In Kluckhohn's definition, we may interpret the "conception of the desirable" as a belief that guides a choice or preference behavior. This is a judgement on the acceptability of some state or entity. For the built environment, this quality or quantity is one of the various state descriptors that define its characteristics.Thus, we now define as a value any state descriptor which forms the subject matter of a belief in the correctness or preferability of a choice. In this manner, the act of valuing is dissociated from the value itself. Also, it becomes possible to allow for different people to hold different beliefs of preferability based on the same value.
Values that can affect the nature and outcome of human activities may be classified under general categories. Among these, those that can be called technical values are predominant in the formation of the built environment. Three such technical values in this context are reliability, efficiency and compatibility. Reliability is a measure of the probability that a solution will perform its function satisfactorily. In the built environment, this may be interpreted, for example, to mean the probability that a building will provide enclosure and the necessary meso-environmental conditions. Efficiency concerns the ratio of the utility obtained to the amount of the resources supplied. In the built environment, efficiency measures may be such quantities as amount of useful space or quality obtained per unit of investment, or the efficiency of the heating system provided. Compatibility is a value related to the inverse of the degree of conflict that the solution implemented will create with the users, as well as other beings and entities in the environment. A foremost example of compatibility is safety.

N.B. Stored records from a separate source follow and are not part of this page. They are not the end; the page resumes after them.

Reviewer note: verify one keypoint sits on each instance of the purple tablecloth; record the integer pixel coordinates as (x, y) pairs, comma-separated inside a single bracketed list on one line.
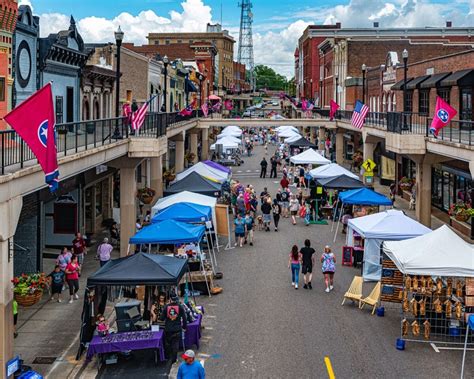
[(99, 346), (193, 333)]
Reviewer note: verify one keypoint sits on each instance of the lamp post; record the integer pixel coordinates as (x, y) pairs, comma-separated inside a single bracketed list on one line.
[(364, 69), (166, 62), (118, 41)]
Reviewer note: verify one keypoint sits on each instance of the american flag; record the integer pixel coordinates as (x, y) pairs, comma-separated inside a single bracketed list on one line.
[(359, 114), (138, 117)]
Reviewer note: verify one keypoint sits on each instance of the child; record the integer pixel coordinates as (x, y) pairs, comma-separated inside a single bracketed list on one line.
[(57, 282), (102, 326)]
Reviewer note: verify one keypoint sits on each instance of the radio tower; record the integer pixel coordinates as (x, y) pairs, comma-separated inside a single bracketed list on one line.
[(245, 54)]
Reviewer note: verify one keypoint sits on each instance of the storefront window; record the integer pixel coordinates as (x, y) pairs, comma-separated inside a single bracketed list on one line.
[(98, 199)]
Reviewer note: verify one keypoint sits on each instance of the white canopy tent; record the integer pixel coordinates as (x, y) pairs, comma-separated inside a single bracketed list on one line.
[(439, 253), (288, 133), (293, 138), (309, 156), (204, 170), (390, 225), (331, 170), (227, 144)]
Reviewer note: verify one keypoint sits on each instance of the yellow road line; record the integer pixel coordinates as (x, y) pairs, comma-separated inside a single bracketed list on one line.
[(327, 361)]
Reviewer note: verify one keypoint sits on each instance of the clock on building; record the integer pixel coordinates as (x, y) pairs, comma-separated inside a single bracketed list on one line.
[(23, 64)]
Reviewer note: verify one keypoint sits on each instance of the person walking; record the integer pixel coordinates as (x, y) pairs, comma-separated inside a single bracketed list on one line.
[(190, 368), (276, 210), (239, 230), (72, 276), (57, 281), (249, 225), (329, 267), (103, 252), (175, 323), (263, 165), (274, 165), (266, 210), (307, 254), (79, 248), (294, 263), (294, 207)]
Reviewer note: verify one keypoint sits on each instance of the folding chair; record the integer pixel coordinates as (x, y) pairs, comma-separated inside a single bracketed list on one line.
[(354, 292), (373, 298)]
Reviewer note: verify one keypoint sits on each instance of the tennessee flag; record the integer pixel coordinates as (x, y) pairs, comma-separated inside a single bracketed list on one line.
[(333, 107), (443, 114), (34, 121)]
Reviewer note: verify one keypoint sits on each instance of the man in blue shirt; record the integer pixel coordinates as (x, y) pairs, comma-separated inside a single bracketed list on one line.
[(190, 369)]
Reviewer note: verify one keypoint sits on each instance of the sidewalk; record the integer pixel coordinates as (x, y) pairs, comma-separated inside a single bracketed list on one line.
[(48, 332)]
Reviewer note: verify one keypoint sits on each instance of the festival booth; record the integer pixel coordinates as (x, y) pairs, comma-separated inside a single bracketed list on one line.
[(131, 283), (309, 156), (182, 240), (204, 170), (433, 278), (196, 183), (331, 170), (390, 225)]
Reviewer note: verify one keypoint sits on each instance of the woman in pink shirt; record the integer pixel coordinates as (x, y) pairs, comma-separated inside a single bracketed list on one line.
[(72, 277), (295, 263)]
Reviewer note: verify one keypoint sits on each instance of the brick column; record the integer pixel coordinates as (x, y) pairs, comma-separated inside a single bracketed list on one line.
[(10, 211)]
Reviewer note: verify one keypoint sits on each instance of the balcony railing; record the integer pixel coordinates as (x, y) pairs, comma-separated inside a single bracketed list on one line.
[(74, 137)]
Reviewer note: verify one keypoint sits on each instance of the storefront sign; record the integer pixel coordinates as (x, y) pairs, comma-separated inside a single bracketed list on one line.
[(13, 366)]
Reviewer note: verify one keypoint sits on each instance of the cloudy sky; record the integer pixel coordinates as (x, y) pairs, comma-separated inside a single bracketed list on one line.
[(277, 25)]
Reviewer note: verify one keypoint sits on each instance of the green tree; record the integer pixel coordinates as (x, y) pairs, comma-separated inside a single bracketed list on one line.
[(267, 78)]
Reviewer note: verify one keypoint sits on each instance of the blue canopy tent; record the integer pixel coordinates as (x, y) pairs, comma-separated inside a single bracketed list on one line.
[(168, 232), (172, 232), (360, 196), (191, 213), (185, 212)]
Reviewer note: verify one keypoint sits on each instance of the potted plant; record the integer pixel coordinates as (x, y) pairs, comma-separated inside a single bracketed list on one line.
[(190, 157), (28, 288), (406, 183), (461, 211), (146, 195)]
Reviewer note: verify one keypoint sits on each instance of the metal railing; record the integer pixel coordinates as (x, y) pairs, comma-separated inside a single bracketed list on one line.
[(457, 131), (74, 137)]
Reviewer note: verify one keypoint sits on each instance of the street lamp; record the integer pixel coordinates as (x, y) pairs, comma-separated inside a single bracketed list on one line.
[(118, 41), (166, 62), (364, 69)]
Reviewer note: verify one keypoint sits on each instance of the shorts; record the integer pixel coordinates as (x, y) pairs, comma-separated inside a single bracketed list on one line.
[(56, 288)]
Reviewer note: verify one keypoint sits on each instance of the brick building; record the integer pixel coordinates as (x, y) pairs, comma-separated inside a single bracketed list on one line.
[(8, 17), (222, 41), (343, 51)]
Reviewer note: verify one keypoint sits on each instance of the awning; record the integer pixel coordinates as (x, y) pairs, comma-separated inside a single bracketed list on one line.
[(434, 80), (415, 83), (463, 77), (399, 85), (190, 87)]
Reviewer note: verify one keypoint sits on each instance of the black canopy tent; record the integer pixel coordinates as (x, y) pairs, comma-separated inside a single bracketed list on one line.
[(341, 182), (138, 269), (195, 183)]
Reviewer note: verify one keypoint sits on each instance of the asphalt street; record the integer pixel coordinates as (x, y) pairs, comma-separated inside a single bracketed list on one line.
[(261, 327)]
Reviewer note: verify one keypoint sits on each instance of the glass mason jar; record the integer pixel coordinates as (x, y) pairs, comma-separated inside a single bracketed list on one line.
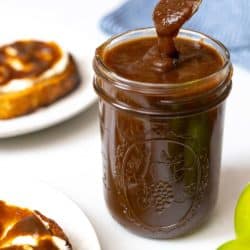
[(161, 144)]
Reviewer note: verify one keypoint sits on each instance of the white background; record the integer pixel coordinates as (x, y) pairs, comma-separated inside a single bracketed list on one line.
[(68, 156)]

Also affecting the formation and perception of the built environment are perceptual values, among which we may mention stimulation, dishabituation and aesthetics. Stimulation is a measure of the extent to which the senses, emotions and thoughts of observers and users are invoked by the solution. In the built environment for example, such stimulation may consist of giving an impression of monumentality or historical continuity, invoking feelings of homely coziness or community, or creating a display of light, shade, reflection and color. Dishabituation is a measure of the novelty and the creativity of the solution. In building this would correspond to the provision of novel spaces through new uses of materials, vistas that people are unaccustomed to and novel uses of space, materials and other architectural elements. Aesthetics comprise qualities that are conveyed by formal aesthetic characteristics such the unity of the design, the refinement in details, the degree of perfection attained in design and construction.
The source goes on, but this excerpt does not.